Reputation: 8207
When parsing JSON, I get NSDictionary and go through it one (known) key at a time. When debugging a bug, I started wondering: how should I handle missing key vs value which is zero?
Earlier I would have used something like this to check if key exists or not:
if ([dict objectForKey:@"public"])
newItem.isPublic = [dict objectForKey:@"public"] ? YES : NO;
but now I wrote this using Objective-C object literals. Just started wondering, what does this check actually do:
if (dict[@"public"])
newItem.isPublic = dict[@"public"] ? @YES : @NO;
Should I check against nil or [NSNull null] or is there some easier, obvious, way?
Upvotes: 2
Views: 3482
Reputation: 104125
The new literal syntax makes no difference here. The dict[@"public"]
code is translated into [dict objectForKeyedSubscript:@"public"]

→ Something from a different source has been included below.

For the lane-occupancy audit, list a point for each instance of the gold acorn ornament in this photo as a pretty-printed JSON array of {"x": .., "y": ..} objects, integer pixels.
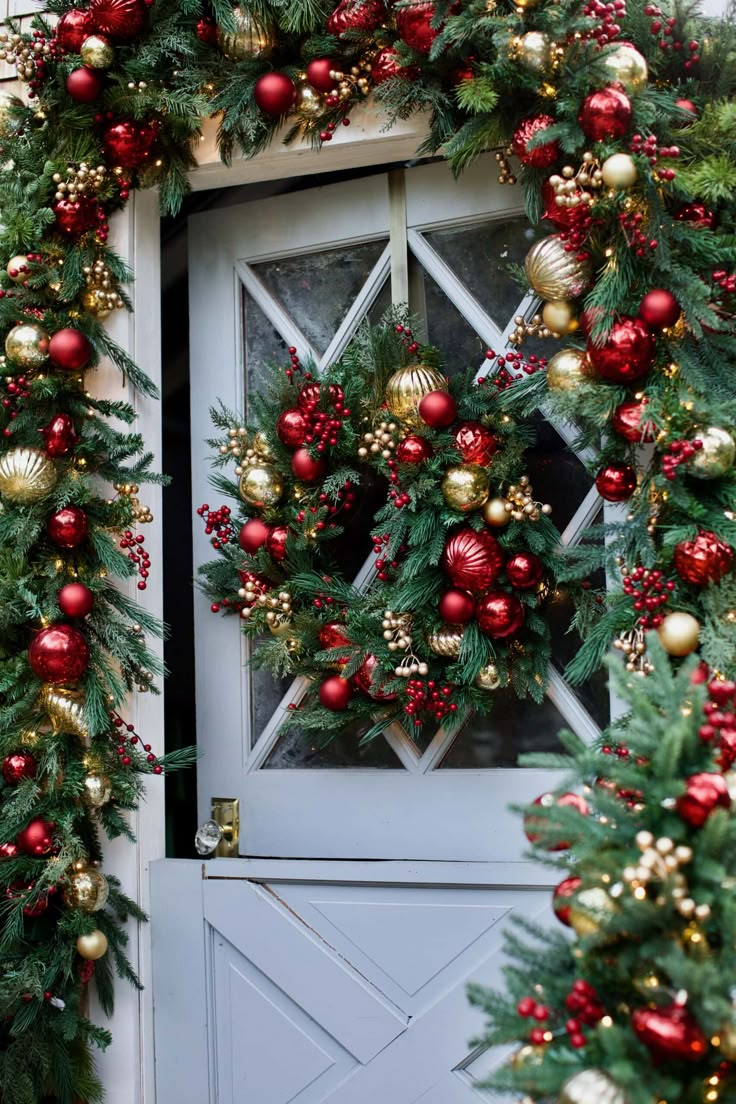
[{"x": 27, "y": 475}]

, which is documented to be the same as valueForKey:
, which in turn calls objectForKey:
.
As for the conditional test, writing if ([dict objectForKey:@"foo"])
is the same as if ([dict objectForKey:@"foo"] != nil)
. In other words, [NSNull null]
counts as true here, so you have to check explicitly if you want a different behaviour. Zero can’t be directly stored in a dictionary, it would have to be wrapped in an NSNumber
, again being treated as a true value.